Questa volta, sempre a Istanbul, è bastato un detto popolare, in diretta televisiva del canale di opposizione Tele 1,( “La testa coronata è più saggia”, ma pare non sia vero perché “il toro entrando nel palazzo non diventa re, ma si trasforma in un fienile”), a scatenare l’arresto immediato della giornalista turca Sedef Kabas. L’accusa mossa contro quest’ultima riguarda il reato di”oltraggio al presidente”, punito per la legge turca con la reclusione non inferiore a un anno e non superiore a quattro anni. Accusa che lei respinge.

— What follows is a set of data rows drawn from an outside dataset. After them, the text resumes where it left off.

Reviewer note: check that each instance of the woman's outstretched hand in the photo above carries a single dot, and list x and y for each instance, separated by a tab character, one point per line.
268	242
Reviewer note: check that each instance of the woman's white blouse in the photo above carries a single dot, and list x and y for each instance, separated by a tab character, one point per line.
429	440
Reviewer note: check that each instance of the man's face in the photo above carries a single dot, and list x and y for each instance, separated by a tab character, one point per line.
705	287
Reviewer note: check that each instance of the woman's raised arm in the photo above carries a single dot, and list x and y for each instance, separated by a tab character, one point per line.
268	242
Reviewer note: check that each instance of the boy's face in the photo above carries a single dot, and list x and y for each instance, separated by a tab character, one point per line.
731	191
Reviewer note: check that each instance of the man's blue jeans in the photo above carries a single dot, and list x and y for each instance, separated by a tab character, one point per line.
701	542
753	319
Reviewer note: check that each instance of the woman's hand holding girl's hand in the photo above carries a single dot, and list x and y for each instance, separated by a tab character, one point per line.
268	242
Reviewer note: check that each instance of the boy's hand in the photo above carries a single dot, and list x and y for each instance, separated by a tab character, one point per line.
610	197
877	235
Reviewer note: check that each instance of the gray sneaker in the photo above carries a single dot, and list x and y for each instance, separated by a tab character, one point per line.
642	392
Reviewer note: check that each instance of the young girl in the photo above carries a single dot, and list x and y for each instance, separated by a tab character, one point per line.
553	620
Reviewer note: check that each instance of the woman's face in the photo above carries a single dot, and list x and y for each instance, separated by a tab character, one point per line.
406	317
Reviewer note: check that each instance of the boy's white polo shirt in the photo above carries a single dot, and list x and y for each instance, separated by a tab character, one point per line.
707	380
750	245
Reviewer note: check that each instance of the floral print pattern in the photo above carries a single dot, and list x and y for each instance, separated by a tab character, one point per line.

L’arresto è avvenuto sabato sera, subito poche ore dopo aver commentato con i suoi 900.000 follower su Twiter, dichiara il suo avvocato.

“È chiaro che il cosiddetto giornalista insulta il nostro presidente su un canale televisivo che non ha altro scopo se non quello di diffondere l’odio”, risponde su Twitter la portavoce di Erdogan, Fahrettin Altun.

Durante la pandemia, sono almeno dodici i giornalisti accusati per   di aver creato ansia e panico tra la gente,  così la pseudo democrazia turca di Erdogan continua a soffocare e spegnere la voce delle donne, come quella di Ebru Timtik – l’avvocata che voleva processi equi, che fu arrestata con l’accusa di legami con il Fronte Rivoluzionario della liberazione popolare (Dhkp), un gruppo considerato terroristico da Ankara. Morì dopo 238 giorni di sciopero della fame.